Billionaire Viktor Vekselberg is seeking Swiss technology to bolster a Kremlin-backed “innovation city” he’s helping to set up near Moscow.
Discussions are starting with Oerlikon, in which the businessman holds at least 39 percent, Vekselberg said Tuesday.
President Dmitry Medvedev has appointed Vekselberg, whose fortune Forbes magazine estimates at $6.4 billion, to help create a Russian Silicon Valley to develop and market technological innovations in Skolkovo. Medvedev is seeking to cut the economy’s dependence on commodities exports.
“We want global technological leaders to set up their research and development centers there,” Vekselberg said. Russia may approach Zurich University about participating in the Skolkovo project, Vekselberg said.
Sulzer, in which Vekselberg holds about 31 percent, may also be asked to join the project, according to the billionaire’s holding company, Renova Group.
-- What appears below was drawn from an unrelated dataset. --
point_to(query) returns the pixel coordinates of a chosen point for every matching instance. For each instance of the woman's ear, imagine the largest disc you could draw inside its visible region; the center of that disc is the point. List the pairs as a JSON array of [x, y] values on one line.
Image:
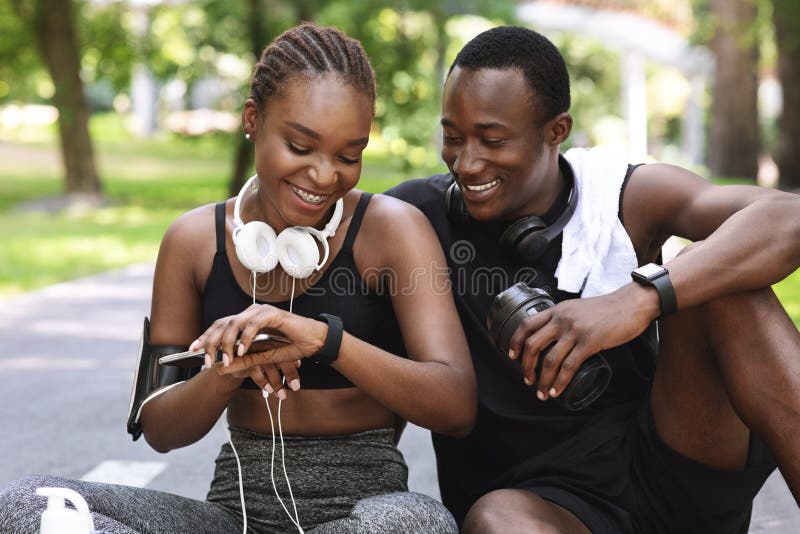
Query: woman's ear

Vekselberg said he hopes that Russian-Swiss economic relations will be a focus of talks when Swiss President Doris Leuthard visits Russia in August. The Swiss authorities fined him 40 million Swiss francs ($35 million) in January for allegedly failing to declare that he acted with other investors in buying Oerlikon shares.
Renova is opening up the Russian market for European companies in which it holds stakes, chief investment officer Vladimir Kuznetsov said Tuesday in an interview. Foreign assets, including Oerlikon and Sulzer, account for about a quarter of Vekselberg’s fortune, he said.
Oerlikon and Sulzer may each boost Russian sales to more than 200 million Swiss francs ($175 million) a year, Kuznetsov said. Oerlikon may add 60 million francs of revenue to last year’s 160 million francs of sales in the country, he said.
Sulzer has supplied pumps to Transneft’s oil pipeline across eastern Siberia to the Pacific, while Renova’s Avelar Energy, which owns gas storage in Italy, may co-operate with Gazprom, Kuznetsov said.